Vasopressor use, both at the time of CRRT discontinuation and at IRRT initiation, was associated with IDH. Specifically, the receipt of any vasopressor support, irrespective of the specific dose, was strongly associated with IDH. We observed that a higher cumulative fluid balance at CRRT discontinuation is associated with IDH. Similarly, prescribed relative fluid removal was associated with IDH when treatment time was included as an adjustment variable. While a high net fluid removal rate has been associated with adverse events in maintenance hemodialysis patients [40], data is scarce related to critically ill patients in whom tolerance to fluid removal may vary widely between individuals. Beyond routinely available clinical information, predicting tolerance to fluid removal may require adjunct information including dynamic assessment of preload responsiveness at the bedside [41] and other sources of information. In a recent study, a combination of cardiovascular SOFA score, capillary refill time and serum lactate achieved moderate performance in predicting hemodynamic instability [42].

Our study has several strengths. First, this is the first report to specifically examine adverse events during CRRT-to-IRRT transitions in critically ill patients. Second, we used an institutional AKI database that precisely recorded when RRT modality transitions occurred. This approach ensured that we could identify all transition events within the study period, thereby reducing the risk of selection bias. Third, we collected detailed information regarding the hemodynamic status and vasopressor use as well as characteristics of IRRT. Finally, in the absence of prior consensus, we identified the most appropriate definition of IDH using a data-driven approach instead of using an arbitrary definition.

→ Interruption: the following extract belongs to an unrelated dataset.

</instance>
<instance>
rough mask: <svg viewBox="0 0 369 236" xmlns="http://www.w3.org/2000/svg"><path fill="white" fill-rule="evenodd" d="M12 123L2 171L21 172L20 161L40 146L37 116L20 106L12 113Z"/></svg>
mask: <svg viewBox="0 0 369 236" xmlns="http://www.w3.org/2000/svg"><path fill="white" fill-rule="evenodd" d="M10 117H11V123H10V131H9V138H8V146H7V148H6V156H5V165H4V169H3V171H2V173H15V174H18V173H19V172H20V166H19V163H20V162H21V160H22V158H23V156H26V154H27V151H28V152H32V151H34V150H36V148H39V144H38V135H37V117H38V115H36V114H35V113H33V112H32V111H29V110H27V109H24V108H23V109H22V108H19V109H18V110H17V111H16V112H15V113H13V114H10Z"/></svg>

Our study also has limitations. First, this is a retrospective study in a single center which may limit generalizability. Because of the option of transitioning to SLED, which may be better tolerated than IHD, our findings may not apply to centers that do not offer SLED and where patients transition directly from CRRT to IHD. Furthermore, while CRRT remains the preferred modality in hemodynamically unstable patients [9], whether it is better tolerated than SLED remains unproven and this question was not explored in the present work since we lacked detailed hemodynamic data in the period leading to the discontinuation of CRRT. Most importantly, we did not compare hemodynamic parameters to a control group composed of patients that remained of CRRT. Consequently, we cannot determine if the decision to continue CRRT instead of transitioning to IRRT would have prevented IDH. Most importantly, although IDH is associated with adverse outcomes in the setting of acute and maintenance HD, we cannot assume a causal link with adverse outcomes. Additionally, IDH definition was based on the arterial blood pressure nadir during treatment which may have been transient. The duration and frequency of hypotensive episodes during hemodialysis may carry prognostic information but was not captured in the present work. Similarly, we did not include important information about the trajectory of critical illness leading up to the transition. Finally, the IDH prediction models in our study only performed moderately well within the development cohort. These models require further evaluation in other databases to confirm our findings. Furthermore, the small number of patients included in our study may have reduced our ability to observe other significant associations between potential predictors of IDH and relevant outcomes such as kidney recovery.

Conclusions

Patients frequently experience IDH during the first IRRT session after transitioning from CRRT and the events are independently associated with an increased risk of hospital mortality. IDH episodes may be anticipated using clinical characteristics before CRRT discontinuation and before IRRT initiation. Future research is needed to further clarify the clinical implications of IDH in the context of modality transitions.